Unlike the system clock, the time reported by the monotonic clock is not based on a globally recognised reference. Instead, time is usually reported as the number of units (usually microseconds or nanoseconds) since some arbitrary instant. Since each machine may use a different instant as a reference, times from a monotonic clock from one machine cannot be used with times from another. The time reported by this clock is intended to be used when calculating the duration between two instants within the same application. Like the system clock, the monotonic clock advances in real time (i.e., the clock will advance one second every second).

Some operating systems provide other clocks that are not based on real time. For example, POSIX-compliant systems may provide a clock that measures the amount of CPU time used by a process or the calling thread, pausing whenever the current process or thread is suspended (respectively). This makes it possible to measure the amount of time used by the process (which should be unaffected by other processes within the system). Since this is essentially measuring CPU cycles, this type of clock can be useful in measuring the efficiency of an implementation.

Leap Seconds and Time Zones and Calendars (Oh My!)

Measuring the passage of time for the wall clock is one thing; representing and displaying wall clock time is a whole other kettle of fish. Although the Gregorian calendar is predominant in the Western world, there are other calendars that are still in common use (such as the Hijri Calendar or

Ha-Luah ha-Ivri). Even with a single calendar, there is no escape from the complications caused by time zones and leap seconds. Politics has a heavy influence on the choice of Calendar and time zone(s).

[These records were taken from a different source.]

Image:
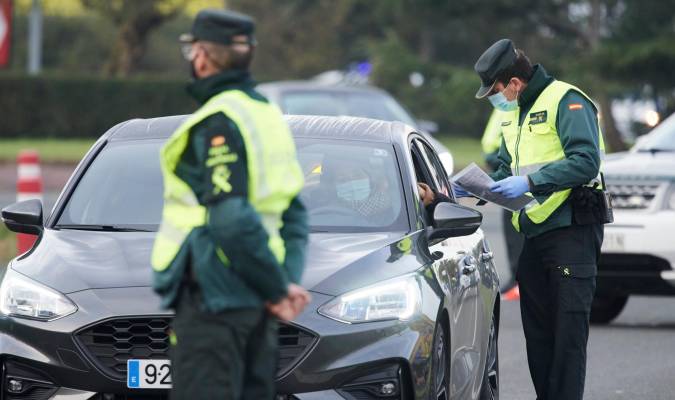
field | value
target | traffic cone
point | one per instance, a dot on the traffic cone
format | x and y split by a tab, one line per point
28	186
512	294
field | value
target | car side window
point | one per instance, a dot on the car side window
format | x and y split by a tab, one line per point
436	168
422	173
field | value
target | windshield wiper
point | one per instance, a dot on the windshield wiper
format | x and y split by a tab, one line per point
103	228
655	150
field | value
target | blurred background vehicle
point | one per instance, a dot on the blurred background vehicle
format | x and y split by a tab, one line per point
638	253
316	98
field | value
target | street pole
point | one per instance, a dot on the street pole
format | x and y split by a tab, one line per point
35	38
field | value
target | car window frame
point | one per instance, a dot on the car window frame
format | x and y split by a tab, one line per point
431	157
412	149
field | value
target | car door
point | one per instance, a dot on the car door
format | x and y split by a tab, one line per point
459	265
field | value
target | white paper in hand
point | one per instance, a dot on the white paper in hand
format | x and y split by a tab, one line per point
475	181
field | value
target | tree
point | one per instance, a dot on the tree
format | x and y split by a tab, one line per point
135	20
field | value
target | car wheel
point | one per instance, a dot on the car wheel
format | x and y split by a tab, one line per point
440	367
605	308
490	387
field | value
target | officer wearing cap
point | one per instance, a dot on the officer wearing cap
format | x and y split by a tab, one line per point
230	249
551	148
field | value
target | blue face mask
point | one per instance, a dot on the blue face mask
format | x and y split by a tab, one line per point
501	103
355	190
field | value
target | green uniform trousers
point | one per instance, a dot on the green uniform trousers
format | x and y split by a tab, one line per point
556	273
231	355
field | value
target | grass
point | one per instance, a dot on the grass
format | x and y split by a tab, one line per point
464	150
50	150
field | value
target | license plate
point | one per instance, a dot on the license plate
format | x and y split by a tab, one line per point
614	242
149	374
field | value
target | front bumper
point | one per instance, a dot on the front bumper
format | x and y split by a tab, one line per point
638	256
378	352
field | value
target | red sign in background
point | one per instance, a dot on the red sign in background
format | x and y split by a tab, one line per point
5	31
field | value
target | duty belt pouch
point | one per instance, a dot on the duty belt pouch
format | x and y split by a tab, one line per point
591	205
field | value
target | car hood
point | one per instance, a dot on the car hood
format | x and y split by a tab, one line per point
70	261
643	165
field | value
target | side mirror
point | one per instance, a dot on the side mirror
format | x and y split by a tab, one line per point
427	126
24	217
452	220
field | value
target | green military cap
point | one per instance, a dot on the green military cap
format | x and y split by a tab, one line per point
219	26
492	62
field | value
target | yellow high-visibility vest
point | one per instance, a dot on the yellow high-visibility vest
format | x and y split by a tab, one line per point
536	143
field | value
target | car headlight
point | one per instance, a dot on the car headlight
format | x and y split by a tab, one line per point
23	297
670	199
397	298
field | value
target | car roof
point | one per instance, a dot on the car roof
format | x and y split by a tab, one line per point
324	127
290	86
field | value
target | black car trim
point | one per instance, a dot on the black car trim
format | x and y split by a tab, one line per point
104	370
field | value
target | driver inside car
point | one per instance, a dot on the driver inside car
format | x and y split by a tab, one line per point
430	198
358	190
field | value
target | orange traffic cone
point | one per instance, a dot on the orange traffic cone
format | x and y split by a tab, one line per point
28	186
512	294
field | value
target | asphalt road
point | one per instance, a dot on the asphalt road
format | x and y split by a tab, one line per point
632	358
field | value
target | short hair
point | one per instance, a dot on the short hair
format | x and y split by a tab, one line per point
521	68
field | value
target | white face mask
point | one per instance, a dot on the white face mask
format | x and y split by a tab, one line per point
355	190
501	103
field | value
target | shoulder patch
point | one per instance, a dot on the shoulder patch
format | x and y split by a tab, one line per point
538	117
217	140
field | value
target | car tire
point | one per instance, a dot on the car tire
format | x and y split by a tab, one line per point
440	365
490	386
605	308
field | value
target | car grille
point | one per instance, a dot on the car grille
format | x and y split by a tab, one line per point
109	344
636	196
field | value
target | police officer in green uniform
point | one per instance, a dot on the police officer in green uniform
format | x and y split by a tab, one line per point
551	148
490	143
230	249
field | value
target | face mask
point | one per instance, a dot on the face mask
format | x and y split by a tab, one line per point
354	190
501	103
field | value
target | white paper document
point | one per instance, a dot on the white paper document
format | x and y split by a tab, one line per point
478	183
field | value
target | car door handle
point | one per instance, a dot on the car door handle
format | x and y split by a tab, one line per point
486	256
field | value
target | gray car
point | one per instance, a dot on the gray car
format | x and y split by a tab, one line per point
405	304
315	98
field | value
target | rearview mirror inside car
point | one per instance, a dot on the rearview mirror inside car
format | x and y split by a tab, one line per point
24	217
452	220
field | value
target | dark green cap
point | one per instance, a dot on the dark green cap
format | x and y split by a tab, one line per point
492	62
219	26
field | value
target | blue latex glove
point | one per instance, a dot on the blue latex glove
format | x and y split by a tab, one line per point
511	187
459	192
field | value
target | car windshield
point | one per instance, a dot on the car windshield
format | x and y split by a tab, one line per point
349	187
662	138
355	104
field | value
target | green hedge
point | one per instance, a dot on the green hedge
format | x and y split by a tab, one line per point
83	107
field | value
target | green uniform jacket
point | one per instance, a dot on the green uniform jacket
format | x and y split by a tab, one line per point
578	132
233	224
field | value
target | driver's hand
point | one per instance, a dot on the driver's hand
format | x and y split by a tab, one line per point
426	193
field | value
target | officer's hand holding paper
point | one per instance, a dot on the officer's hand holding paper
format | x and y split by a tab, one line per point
507	193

For example, in 2007 the United States (and Canada) changed the time of year Daylight Saving Time was observed.

Modern operating systems address these issues by explicitly ignoring them and using a calendar-agnostic representation of time, usually by measuring the number of units (seconds, milliseconds, microseconds, etc.) since some arbitrary instant in time (the epoch). In such systems, instants prior to the epoch are represented by negative numbers and instants following the epoch are represented by positive numbers. The most common implementation is the UNIX timestamp, which is measured in seconds with an epoch of 1970–01–01T00:00:00Z in the Gregorian Calendar. Another prevalent, but less known, implementation is NTP, which counts 1/2³² seconds with an epoch of 1900–01–01T00:00:00Z in the Gregorian Calendar. For example, the lunar module touched down on the moon during the Apollo 11 mission at precisely -14,182,916 UNIX time (2,194,805,884 NTP time).

Calendars help solve a labelling problem. It’s much easier for us humans to say “Meet me at the Cafe 80s at 1PM next Wednesday” than it is to say “Meet me at the Cafe 80s at 1,445,457,600.” Since our labels were chosen long ago, it’s often hard to separate the two. Time operations involving calendar units can only be made in context of a calendar. When adding a time unit of variable size, we often expect it to behave sensibly. Adding a month usually means adding the appropriate number of days so that the day of the month doesn’t change. How many days worth of seconds need to be added? It’s likely somewhere between 28 and 31 (inclusive), but which is it? Even if the number of days is known, the number of seconds is still context dependent. What if the day’s worth of seconds being added crosses the transition to or from the observance of Daylight Saving Time? Do we need to add 82,800 s, 86,400 s, or 90,000 s? Calendar-based timestamps can even be ambiguous. Does “2016–11–06 01:30” in the US Pacific timezone refer to 1,478,421,000 (the first 01:30) or 1,478,424,600 (the second 01:30)? These sort of complications are enough to make your head spin.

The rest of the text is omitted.